OMB-UM: Design, Implementation, and Evaluation of CUDA Unified Memory Aware MPI Benchmarks

Karthik Vadambacheri Manian, Ching-Hsiang Chu, Ammar Ahmad Awan, Kawthar Shafie Khorassani, Hari Subramoni and Dhabaleswar K. Panda

Unified Memory (UM) has significantly simplified the task of programming CUDA applications. With UM, the CUDA driver is responsible for managing the data movement between CPU and GPU and the programmer can focus on the actual designs. However, the performance of Unified Memory codes has not been on par with explicit device buffer based code. To this end, the latest NVIDIA Pascal and Volta GPUs with hardware support such as fine-grained page faults offer the best of both worlds, i.e., high-productivity and high-performance. However, these enhancements in the newer generation GPU architectures need to be evaluated in a different manner, especially in the context of MPI+CUDA applications.

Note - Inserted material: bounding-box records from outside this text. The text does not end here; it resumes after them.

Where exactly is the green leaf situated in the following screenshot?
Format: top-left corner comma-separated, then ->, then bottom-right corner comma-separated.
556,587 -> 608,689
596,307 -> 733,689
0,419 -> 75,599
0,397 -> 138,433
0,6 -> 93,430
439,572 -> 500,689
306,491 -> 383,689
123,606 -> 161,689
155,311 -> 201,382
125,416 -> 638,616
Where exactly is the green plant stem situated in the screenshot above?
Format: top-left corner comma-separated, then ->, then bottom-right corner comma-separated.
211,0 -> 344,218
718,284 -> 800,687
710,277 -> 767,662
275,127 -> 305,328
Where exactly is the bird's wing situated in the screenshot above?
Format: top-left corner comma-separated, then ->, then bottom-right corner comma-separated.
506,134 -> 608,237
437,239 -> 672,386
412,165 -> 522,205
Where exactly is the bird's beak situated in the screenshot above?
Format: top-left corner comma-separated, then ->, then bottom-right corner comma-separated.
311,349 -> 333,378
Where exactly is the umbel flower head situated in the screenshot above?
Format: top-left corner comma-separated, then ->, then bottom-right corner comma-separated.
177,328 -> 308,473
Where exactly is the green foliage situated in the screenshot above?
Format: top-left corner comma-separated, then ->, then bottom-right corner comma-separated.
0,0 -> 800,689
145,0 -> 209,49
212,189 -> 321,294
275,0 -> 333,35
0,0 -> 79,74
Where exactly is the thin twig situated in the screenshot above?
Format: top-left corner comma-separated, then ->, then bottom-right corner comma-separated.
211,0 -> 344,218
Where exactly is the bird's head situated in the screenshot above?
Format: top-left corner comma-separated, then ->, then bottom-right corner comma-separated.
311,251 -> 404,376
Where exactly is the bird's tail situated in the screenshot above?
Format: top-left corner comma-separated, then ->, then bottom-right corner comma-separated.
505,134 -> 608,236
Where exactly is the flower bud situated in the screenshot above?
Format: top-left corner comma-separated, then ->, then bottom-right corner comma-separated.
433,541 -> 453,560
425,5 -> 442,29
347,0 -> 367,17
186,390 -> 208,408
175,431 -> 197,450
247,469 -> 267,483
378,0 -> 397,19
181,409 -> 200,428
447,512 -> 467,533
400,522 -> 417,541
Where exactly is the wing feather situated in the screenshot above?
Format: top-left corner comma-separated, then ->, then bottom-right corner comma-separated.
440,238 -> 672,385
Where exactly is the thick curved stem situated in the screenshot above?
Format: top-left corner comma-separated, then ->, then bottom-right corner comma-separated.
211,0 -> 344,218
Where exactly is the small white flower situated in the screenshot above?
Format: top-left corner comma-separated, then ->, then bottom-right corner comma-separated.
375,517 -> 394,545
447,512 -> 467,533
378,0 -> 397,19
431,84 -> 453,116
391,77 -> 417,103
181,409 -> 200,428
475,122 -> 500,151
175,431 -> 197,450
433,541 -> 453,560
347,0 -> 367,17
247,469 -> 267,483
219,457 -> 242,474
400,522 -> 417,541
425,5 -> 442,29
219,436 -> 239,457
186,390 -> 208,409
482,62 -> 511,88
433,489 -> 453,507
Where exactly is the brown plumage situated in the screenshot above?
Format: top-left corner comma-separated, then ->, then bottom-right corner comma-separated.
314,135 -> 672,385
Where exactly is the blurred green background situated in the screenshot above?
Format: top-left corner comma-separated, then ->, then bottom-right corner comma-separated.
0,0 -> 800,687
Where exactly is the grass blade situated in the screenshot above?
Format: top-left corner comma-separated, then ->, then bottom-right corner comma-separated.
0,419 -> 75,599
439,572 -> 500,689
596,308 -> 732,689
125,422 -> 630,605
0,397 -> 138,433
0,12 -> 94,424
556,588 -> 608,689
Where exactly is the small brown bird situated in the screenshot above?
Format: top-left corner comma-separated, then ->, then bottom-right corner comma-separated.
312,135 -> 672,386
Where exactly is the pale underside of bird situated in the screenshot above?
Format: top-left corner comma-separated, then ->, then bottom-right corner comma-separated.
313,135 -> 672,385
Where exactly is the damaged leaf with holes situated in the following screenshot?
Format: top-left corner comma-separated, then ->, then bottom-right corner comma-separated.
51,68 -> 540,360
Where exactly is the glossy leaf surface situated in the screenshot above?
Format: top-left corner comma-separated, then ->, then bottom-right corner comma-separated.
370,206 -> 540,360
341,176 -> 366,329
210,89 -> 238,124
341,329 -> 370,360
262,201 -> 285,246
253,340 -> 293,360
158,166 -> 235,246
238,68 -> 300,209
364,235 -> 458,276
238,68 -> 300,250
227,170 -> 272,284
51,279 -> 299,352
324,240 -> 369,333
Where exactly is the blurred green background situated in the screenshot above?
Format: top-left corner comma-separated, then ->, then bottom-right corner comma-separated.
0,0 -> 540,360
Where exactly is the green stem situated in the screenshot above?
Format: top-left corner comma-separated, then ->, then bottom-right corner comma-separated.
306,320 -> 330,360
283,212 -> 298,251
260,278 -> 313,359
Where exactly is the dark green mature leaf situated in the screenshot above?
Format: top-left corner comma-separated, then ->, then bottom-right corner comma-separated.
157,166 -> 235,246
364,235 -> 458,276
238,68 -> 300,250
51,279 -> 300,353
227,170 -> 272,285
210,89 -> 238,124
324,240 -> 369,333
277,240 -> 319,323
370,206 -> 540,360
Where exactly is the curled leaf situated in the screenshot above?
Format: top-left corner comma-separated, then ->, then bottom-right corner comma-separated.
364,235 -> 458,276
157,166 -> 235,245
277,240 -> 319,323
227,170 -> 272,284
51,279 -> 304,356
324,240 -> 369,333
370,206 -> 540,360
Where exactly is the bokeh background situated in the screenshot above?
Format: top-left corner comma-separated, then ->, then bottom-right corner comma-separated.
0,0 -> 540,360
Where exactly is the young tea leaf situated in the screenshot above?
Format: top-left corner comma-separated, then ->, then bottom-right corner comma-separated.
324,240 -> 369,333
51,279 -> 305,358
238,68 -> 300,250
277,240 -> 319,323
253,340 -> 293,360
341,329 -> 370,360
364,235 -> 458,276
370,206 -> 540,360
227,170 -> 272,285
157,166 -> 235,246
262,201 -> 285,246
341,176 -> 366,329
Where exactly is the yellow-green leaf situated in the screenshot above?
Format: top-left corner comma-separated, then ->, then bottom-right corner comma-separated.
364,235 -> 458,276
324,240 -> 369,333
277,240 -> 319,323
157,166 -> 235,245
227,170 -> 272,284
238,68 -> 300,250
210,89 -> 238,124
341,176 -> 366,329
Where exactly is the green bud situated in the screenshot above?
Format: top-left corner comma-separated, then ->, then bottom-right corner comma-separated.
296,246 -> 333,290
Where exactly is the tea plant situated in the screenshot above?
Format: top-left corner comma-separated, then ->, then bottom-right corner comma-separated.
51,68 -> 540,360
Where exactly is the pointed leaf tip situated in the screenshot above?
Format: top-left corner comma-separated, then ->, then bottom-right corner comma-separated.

In this paper, we extend the widely used MPI benchmark OSU Micro-benchmarks (OMB) to support Unified Memory or Managed Memory based MPI benchmarks. The current version of OMB cannot effectively characterize UM-Aware MPI design because CUDA driver movements are not captured appropriately with standardized Host and Device buffer based benchmarks. To address this key challenge, we propose new designs for the OMB suite and extend point to point and collective benchmarks that exploit sender and receiver side CUDA kernels to emulate the effective location of the UM buffer on Host and Device. The new benchmarks allow the users to better understand the performance of codes with UM buffers through user-selectable knobs that enable or disable sender and receiver side CUDA kernels. In addition to the design and implementation, we provide a comprehensive performance evaluation of the new UM benchmarks in the OMB-UM suite on a wide variety of systems and MPI libraries. From these evaluations we also provide valuable insights on the performance of various MPI libraries on UM buffers which can lead to further improvement in the performance of UM in CUDA-Aware MPI libraries.